Michielsen Lieke, Reinders Marcel J T, Mahfouz Ahmed
Department of Human Genetics, Leiden University Medical Center, Leiden, Netherlands.
Leiden Computational Biology Center, Leiden University Medical Center, Leiden, Netherlands.
Front Bioinform. 2024 Mar 4;4:1347276. doi: 10.3389/fbinf.2024.1347276. eCollection 2024.
Most regulatory elements, especially enhancer sequences, are cell population-specific. One could even argue that a distinct set of regulatory elements is what defines a cell population. However, discovering which non-coding regions of the DNA are essential in which context, and as a result, which genes are expressed, is a difficult task. Some computational models tackle this problem by predicting gene expression directly from the genomic sequence. These models are currently limited to predicting bulk measurements and mainly make tissue-specific predictions. Here, we present a model that leverages single-cell RNA-sequencing data to predict gene expression. We show that cell population-specific models outperform tissue-specific models, especially when the expression profile of a cell population and the corresponding tissue are dissimilar. Further, we show that our model can prioritize GWAS variants and learn motifs of transcription factor binding sites. We envision that our model can be useful for delineating cell population-specific regulatory elements.

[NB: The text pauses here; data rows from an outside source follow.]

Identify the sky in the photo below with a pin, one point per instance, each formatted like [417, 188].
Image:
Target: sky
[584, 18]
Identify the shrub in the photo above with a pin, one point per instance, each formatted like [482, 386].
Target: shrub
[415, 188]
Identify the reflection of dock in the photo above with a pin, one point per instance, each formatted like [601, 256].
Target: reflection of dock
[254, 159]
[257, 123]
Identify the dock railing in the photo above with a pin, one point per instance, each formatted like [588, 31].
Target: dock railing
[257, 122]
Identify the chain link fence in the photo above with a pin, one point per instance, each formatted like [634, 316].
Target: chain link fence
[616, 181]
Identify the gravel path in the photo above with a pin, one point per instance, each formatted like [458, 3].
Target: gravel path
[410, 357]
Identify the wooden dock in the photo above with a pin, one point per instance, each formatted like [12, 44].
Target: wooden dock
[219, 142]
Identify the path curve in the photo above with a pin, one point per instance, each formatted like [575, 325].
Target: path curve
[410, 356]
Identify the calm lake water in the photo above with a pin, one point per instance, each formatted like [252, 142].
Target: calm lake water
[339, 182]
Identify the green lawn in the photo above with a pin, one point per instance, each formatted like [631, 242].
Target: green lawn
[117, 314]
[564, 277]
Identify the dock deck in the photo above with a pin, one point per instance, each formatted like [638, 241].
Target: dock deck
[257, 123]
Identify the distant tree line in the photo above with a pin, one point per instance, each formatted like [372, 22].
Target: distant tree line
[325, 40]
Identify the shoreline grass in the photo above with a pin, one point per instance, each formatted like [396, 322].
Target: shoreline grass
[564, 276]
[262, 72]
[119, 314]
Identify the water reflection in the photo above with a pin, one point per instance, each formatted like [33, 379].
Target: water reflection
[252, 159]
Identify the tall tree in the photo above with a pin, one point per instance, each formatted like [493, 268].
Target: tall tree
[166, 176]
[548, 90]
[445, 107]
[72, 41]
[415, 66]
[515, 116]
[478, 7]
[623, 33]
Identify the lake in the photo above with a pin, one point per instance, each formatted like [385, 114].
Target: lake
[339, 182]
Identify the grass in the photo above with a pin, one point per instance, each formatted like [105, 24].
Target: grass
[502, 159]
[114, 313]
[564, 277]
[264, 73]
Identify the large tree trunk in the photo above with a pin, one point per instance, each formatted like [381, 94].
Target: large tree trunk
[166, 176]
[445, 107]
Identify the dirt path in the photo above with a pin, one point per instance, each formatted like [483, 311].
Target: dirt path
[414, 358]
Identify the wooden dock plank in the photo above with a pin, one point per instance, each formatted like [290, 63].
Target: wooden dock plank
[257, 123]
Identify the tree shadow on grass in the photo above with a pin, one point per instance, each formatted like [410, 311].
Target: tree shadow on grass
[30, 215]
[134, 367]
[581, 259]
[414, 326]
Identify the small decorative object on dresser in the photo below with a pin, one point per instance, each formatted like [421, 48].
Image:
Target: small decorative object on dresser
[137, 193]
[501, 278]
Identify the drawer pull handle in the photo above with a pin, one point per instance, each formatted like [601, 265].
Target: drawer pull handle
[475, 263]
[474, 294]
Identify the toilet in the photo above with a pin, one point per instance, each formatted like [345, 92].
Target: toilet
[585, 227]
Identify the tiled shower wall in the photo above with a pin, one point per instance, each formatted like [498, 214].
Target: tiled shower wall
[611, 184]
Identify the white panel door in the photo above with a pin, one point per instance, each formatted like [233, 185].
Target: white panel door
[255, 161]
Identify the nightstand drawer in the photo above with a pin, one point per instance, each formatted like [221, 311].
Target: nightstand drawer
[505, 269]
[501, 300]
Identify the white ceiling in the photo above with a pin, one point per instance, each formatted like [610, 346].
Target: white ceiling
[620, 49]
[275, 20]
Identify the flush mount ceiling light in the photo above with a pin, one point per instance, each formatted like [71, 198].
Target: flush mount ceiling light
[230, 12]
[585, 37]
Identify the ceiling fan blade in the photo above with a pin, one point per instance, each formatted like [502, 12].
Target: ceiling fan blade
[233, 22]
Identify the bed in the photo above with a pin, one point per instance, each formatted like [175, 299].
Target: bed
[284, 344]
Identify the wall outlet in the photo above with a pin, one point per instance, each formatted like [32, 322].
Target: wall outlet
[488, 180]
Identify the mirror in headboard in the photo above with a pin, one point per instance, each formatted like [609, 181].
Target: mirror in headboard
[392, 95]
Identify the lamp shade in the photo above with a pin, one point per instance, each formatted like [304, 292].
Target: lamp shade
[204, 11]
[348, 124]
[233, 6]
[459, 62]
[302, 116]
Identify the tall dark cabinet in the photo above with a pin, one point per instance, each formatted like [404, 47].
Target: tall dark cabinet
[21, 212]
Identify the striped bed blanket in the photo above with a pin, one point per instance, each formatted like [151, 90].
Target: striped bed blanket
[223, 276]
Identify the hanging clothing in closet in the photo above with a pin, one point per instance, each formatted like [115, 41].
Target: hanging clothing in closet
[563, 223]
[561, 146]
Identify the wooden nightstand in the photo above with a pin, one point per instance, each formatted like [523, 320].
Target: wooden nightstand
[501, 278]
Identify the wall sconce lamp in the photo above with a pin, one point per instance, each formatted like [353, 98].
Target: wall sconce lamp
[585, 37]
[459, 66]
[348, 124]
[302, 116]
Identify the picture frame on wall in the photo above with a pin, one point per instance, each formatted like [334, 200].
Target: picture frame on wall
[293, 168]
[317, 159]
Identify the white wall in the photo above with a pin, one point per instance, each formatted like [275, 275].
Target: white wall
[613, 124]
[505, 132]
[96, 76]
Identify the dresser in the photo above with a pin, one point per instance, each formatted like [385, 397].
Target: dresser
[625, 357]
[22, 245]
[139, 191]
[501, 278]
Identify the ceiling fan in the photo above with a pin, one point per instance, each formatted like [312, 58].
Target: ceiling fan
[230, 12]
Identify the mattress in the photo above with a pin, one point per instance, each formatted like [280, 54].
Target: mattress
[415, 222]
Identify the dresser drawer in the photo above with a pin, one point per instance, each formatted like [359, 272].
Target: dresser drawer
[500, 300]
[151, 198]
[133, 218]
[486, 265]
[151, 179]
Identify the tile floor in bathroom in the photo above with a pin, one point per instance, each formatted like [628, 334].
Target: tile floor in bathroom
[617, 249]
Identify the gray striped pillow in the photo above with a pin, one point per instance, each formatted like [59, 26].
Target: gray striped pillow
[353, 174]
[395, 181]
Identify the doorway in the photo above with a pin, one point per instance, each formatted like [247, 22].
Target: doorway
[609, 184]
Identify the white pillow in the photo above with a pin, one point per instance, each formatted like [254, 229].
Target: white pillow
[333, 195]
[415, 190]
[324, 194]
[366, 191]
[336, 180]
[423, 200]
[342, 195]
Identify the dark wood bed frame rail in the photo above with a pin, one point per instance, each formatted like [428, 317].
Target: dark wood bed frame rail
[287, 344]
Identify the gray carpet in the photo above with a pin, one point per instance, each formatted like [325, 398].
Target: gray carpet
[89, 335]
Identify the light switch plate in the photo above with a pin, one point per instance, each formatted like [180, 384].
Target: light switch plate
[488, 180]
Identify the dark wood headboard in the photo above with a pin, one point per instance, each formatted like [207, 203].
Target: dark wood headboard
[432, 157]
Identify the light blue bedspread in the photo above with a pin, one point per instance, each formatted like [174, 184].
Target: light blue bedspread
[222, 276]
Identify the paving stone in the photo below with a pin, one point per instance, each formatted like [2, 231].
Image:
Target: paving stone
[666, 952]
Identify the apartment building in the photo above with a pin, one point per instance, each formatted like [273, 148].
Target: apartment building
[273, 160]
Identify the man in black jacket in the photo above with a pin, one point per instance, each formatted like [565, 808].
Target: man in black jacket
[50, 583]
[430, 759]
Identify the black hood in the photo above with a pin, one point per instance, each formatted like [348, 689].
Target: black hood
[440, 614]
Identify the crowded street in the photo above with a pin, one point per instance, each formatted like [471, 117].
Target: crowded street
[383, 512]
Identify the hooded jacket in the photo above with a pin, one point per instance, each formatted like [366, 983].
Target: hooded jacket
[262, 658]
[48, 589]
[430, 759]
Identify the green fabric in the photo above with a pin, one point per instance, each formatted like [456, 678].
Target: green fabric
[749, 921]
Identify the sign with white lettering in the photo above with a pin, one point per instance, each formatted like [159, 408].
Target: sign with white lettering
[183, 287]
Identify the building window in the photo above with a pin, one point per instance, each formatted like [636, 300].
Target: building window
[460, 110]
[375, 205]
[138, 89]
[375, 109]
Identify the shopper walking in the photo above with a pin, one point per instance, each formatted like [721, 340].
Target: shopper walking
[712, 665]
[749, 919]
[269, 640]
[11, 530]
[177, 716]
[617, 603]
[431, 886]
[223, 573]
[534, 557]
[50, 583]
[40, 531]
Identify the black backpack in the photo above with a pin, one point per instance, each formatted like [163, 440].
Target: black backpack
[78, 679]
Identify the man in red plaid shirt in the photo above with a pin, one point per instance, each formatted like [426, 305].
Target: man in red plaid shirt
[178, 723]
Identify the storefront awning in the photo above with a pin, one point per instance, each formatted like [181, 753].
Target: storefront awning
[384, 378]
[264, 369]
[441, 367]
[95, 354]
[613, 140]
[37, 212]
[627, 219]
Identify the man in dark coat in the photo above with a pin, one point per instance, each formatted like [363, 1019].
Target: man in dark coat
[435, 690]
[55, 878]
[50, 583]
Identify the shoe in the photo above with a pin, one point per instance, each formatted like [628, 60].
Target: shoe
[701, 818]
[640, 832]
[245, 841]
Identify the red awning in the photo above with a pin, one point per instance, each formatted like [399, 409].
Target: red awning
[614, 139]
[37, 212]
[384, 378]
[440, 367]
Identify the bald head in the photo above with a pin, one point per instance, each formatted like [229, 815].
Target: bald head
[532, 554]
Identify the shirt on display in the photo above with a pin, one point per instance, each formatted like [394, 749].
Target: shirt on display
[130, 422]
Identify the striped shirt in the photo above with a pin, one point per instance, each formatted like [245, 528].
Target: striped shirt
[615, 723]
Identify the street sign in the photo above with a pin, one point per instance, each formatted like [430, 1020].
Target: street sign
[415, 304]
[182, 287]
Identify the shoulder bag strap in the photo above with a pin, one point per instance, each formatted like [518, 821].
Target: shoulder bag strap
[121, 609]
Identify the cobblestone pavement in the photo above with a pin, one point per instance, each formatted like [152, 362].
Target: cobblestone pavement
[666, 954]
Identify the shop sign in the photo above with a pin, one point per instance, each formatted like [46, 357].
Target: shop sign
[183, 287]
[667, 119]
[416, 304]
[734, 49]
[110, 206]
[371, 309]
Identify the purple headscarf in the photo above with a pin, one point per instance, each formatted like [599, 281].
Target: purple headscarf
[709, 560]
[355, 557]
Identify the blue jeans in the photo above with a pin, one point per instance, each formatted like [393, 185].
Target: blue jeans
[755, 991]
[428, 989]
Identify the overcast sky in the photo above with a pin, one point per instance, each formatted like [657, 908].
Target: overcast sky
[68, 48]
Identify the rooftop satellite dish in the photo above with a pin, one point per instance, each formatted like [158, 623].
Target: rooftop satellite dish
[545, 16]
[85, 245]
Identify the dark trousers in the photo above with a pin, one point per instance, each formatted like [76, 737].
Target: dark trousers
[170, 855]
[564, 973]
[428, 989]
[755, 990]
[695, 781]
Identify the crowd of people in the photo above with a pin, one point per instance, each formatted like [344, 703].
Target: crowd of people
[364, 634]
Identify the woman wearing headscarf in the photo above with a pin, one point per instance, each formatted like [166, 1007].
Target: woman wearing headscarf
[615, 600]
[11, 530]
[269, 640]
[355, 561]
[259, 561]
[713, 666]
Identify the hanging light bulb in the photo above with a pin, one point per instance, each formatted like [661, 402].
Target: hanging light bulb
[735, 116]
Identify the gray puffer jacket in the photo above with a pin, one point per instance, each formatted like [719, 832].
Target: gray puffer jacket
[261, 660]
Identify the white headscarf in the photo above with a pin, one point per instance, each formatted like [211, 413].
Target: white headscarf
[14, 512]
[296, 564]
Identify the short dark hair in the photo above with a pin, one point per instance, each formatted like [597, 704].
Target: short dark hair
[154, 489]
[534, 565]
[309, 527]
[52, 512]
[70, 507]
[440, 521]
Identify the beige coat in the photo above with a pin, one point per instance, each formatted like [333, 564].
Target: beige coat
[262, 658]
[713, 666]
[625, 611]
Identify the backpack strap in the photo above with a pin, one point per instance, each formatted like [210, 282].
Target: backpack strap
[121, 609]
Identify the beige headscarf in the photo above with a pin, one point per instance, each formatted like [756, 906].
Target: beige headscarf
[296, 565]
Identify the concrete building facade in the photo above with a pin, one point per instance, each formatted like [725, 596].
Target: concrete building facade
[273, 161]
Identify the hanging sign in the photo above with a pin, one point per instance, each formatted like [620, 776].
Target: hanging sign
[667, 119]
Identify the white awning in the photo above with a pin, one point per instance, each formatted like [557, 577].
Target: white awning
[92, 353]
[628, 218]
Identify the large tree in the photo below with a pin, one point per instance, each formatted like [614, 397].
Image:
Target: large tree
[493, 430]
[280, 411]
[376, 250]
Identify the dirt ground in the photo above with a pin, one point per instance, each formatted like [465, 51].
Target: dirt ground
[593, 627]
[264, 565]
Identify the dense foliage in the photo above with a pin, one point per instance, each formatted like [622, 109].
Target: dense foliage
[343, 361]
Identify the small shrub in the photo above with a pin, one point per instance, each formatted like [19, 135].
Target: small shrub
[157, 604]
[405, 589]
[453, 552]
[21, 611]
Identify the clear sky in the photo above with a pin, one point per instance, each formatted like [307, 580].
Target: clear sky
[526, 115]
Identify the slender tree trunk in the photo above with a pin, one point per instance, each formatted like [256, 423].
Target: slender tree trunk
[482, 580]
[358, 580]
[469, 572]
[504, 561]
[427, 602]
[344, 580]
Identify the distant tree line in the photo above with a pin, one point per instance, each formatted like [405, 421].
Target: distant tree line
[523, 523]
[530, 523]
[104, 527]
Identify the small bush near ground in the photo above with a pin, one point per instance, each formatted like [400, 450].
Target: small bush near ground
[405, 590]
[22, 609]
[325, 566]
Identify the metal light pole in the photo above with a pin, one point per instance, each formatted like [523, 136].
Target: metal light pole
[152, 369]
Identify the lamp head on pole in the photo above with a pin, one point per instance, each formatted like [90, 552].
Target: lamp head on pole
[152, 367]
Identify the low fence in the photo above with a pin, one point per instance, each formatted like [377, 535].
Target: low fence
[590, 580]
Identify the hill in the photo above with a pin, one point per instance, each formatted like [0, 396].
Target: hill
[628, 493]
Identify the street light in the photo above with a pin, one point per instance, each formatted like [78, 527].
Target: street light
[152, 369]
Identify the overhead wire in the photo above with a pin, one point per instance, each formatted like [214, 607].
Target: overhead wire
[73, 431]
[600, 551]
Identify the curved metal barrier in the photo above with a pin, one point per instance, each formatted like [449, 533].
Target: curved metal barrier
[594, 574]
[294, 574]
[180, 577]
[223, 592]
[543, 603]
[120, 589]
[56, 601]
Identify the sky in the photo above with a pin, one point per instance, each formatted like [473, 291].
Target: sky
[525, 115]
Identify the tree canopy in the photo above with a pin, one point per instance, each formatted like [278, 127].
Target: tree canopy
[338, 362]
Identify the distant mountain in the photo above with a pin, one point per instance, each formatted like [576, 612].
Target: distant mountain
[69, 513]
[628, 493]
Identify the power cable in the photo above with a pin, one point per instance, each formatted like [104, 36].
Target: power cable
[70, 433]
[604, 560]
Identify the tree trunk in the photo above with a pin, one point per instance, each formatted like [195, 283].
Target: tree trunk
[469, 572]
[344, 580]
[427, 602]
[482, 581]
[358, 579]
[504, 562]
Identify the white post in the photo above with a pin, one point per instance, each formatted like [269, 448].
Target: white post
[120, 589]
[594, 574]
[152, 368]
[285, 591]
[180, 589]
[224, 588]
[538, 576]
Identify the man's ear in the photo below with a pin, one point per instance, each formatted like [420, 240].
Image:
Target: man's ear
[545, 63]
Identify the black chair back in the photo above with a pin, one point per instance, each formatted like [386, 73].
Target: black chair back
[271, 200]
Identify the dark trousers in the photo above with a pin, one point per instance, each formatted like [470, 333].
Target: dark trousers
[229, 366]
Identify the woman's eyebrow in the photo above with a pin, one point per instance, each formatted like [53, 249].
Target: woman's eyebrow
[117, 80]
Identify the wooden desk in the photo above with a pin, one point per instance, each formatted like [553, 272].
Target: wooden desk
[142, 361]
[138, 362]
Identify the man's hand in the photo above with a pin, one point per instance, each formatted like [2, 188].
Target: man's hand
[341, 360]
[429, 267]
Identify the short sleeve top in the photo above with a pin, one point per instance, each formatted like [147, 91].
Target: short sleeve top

大多数调控元件,尤其是增强子序列,具有细胞群体特异性。甚至可以说,一组独特的调控元件定义了一个细胞群体。然而,要发现DNA的哪些非编码区域在何种情况下是必不可少的,以及由此哪些基因会被表达,是一项艰巨的任务。一些计算模型通过直接从基因组序列预测基因表达来解决这个问题。这些模型目前仅限于预测总体测量值,并且主要进行组织特异性预测。在这里,我们提出了一个利用单细胞RNA测序数据来预测基因表达的模型。我们表明,细胞群体特异性模型优于组织特异性模型,尤其是当细胞群体的表达谱与相应组织的表达谱不同时。此外,我们表明我们的模型可以对全基因组关联研究(GWAS)变体进行优先级排序,并学习转录因子结合位点的基序。我们设想我们的模型可用于描绘细胞群体特异性调控元件。